A cryptocurrency investor has been charged with kidnapping an Italian man for weeks, threatening and torturing him with a gun and a chainsaw, in a grisly bid to extort his bitcoin password, court documents and US media said.
In a plot like a bad Hollywood thriller, New York police on Sunday said that they arrested 37-year-old John Woeltz, a Kentucky man, on Friday last week in the Manhattan apartment he was renting.
Woeltz was charged on Saturday with kidnapping, assault and criminal possession of a gun, and pleaded not guilty, according to court documents.
Photo: AP
A second person, 24-year-old Beatrice Folchi, is also being held.
The police said the victim, a 28-year-old Italian whose name has not been released, managed to escape and ran up to a traffic agent with a horrific tale of having been held, bound and tortured for weeks before managing to escape from Woeltz’s townhouse.
The victim initially went to Woeltz’s apartment on May 6. The two are believed to have had some previous business connection.
Upon arrival, Woeltz and an unidentified accomplice, who has yet to be named or caught, seized the Italian’s passport and electronic devices, and demanded the access codes for his bitcoin accounts.

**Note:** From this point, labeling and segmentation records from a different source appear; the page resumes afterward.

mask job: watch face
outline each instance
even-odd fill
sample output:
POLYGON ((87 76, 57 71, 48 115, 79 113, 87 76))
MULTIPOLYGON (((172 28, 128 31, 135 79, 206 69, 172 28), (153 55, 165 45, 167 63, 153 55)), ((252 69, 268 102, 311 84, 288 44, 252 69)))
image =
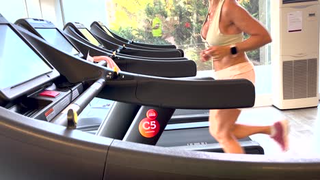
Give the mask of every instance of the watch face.
POLYGON ((231 50, 231 55, 236 55, 238 52, 237 51, 237 48, 235 46, 235 47, 232 47, 230 48, 231 50))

When he refused, the two men tied him up, struck him with a gun, pointed it at his face, menaced him with a chainsaw and even took him to the fifth floor of the building, threatening to throw him over the edge if he did not relent, documents said.
They also reportedly threatened to kill members of his family.
Several details of the story remain murky, including exactly why the victim had agreed to come to the townhouse in an upscale neighborhood and whether he revealed anything of use to the kidnappers.
More details are expected to come out at a court hearing scheduled for tomorrow.
The grisly tale emerged as the bitcoin cryptocurrency this week set a new record of US$109,856.
While cryptocurrencies such as bitcoin and ethereum are said to be highly secure, they have faced numerous cyberattacks seeking to exploit weak spots in exchange platforms. The FBI in February said that North Korean hackers stole a historic US$1.5 billion from the bybit platform.